Data Migration Overview

Data Migration (DM) is an integrated data replication task management platform that supports the full data migration and the incremental data migration from MySQL/MariaDB into TiDB. It can help to reduce the operations cost and simplify the troubleshooting process.

Architecture

The Data Migration tool includes three components: DM-master, DM-worker, and dmctl.

Data Migration architecture

DM-master

DM-master manages and schedules the operation of data replication tasks.

  • Storing the topology information of the DM cluster
  • Monitoring the running state of DM-worker processes
  • Monitoring the running state of data replication tasks
  • Providing a unified portal for the management of data replication tasks
  • Coordinating the DDL replication of sharded tables in each instance under the sharding scenario

DM-worker

DM-worker executes specific data replication tasks.

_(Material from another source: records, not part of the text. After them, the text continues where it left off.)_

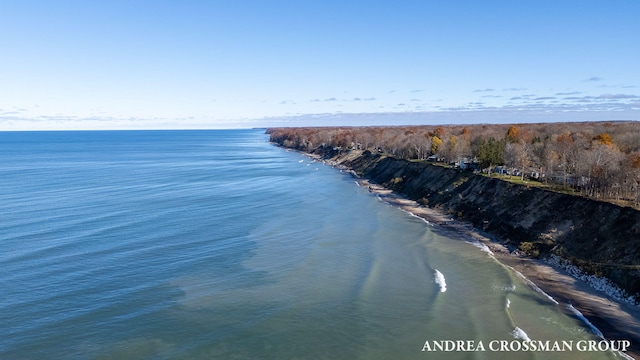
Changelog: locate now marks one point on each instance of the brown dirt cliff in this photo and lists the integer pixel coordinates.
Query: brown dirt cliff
(600, 238)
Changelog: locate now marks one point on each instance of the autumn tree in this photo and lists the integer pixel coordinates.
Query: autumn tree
(516, 154)
(491, 153)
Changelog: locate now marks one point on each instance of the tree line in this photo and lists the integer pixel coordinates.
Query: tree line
(600, 160)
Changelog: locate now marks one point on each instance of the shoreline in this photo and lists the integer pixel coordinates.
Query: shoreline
(614, 319)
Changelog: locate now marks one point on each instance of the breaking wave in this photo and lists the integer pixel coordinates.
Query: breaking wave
(439, 279)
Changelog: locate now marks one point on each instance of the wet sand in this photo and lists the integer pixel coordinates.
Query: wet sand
(614, 319)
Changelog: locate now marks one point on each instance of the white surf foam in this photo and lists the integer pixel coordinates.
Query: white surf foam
(520, 334)
(593, 329)
(481, 246)
(535, 287)
(439, 279)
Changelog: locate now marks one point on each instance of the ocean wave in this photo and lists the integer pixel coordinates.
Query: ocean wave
(598, 283)
(535, 287)
(592, 327)
(439, 279)
(480, 246)
(520, 334)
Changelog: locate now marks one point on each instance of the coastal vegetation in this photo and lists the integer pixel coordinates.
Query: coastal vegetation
(598, 160)
(499, 177)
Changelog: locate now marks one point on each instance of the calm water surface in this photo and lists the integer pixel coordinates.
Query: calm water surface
(219, 245)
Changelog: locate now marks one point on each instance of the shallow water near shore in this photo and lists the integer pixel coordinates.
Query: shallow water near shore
(217, 244)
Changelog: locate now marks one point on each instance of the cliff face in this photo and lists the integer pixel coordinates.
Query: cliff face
(600, 238)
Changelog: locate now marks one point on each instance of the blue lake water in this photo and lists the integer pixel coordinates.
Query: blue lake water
(219, 245)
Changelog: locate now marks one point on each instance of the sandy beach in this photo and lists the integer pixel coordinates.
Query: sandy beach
(616, 320)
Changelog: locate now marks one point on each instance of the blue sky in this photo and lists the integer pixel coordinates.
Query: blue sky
(218, 64)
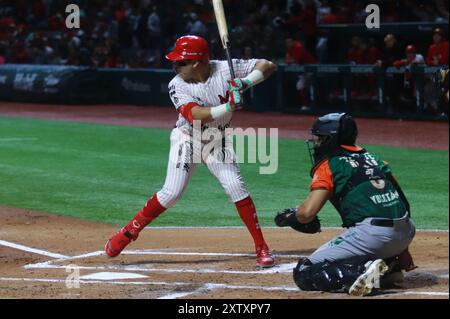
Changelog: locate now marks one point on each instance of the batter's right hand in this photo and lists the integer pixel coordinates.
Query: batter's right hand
(235, 100)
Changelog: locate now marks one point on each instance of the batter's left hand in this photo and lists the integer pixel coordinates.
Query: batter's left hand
(240, 84)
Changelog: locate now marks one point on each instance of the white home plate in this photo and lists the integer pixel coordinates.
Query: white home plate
(112, 276)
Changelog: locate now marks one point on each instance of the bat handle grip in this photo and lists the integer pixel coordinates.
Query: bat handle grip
(230, 63)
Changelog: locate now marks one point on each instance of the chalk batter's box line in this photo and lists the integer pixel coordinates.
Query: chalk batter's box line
(206, 287)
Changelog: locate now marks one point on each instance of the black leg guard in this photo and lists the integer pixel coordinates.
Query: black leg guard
(337, 276)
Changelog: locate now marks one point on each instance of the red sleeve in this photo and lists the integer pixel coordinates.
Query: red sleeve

  • Persisting the binlog data to the local storage
  • Storing the configuration information of the data replication subtasks
  • Orchestrating the operation of the data replication subtasks
  • Monitoring the running state of the data replication subtasks

For details about DM-worker, see DM-worker Introduction.

dmctl

dmctl is the command line tool used to control the DM cluster.

  • Creating/Updating/Dropping data replication tasks
  • Checking the state of data replication tasks
  • Handling the errors during data replication tasks
  • Verifying the configuration correctness of data replication tasks

Data replication introduction

This section describes the data replication feature provided by Data Migration in detail.

Black and white lists replication at the schema and table levels

The black and white lists filtering rule of the upstream database instances is similar to MySQL replication-rules-db/tables, which can be used to filter or only replicate all operations of some databases or some tables.

Binlog event filtering

Binlog event filtering is a more fine-grained filtering rule than the black and white lists filtering rule at the schema and table levels. You can use statements like INSERT and TRUNCATE TABLE to specify the Binlog events of the database(s) or table(s) that you need to replicate or filter out.

Column mapping

Column mapping is used to resolve the conflicts occurred when the sharding auto-increment primary key IDs are merged for sharded tables. The value of the auto-increment primary key ID can be modified according to the instance-id, which is configured by the user, and the schema/table ID.

Sharding support

DM supports merging the original sharded instances and tables into TiDB, with some restrictions.

Incompatible DDL handling

Currently, TiDB is not compatible with all the DDL statements that MySQL supports. See the DDL statements supported by TiDB.

DM reports an error when it encounters an incompatible DDL statement. To solve this error, you need to manually handle it using dmctl, either skipping this DDL statement or replacing it with a specified DDL statement(s). For details, see Skip or replace abnormal SQL statements.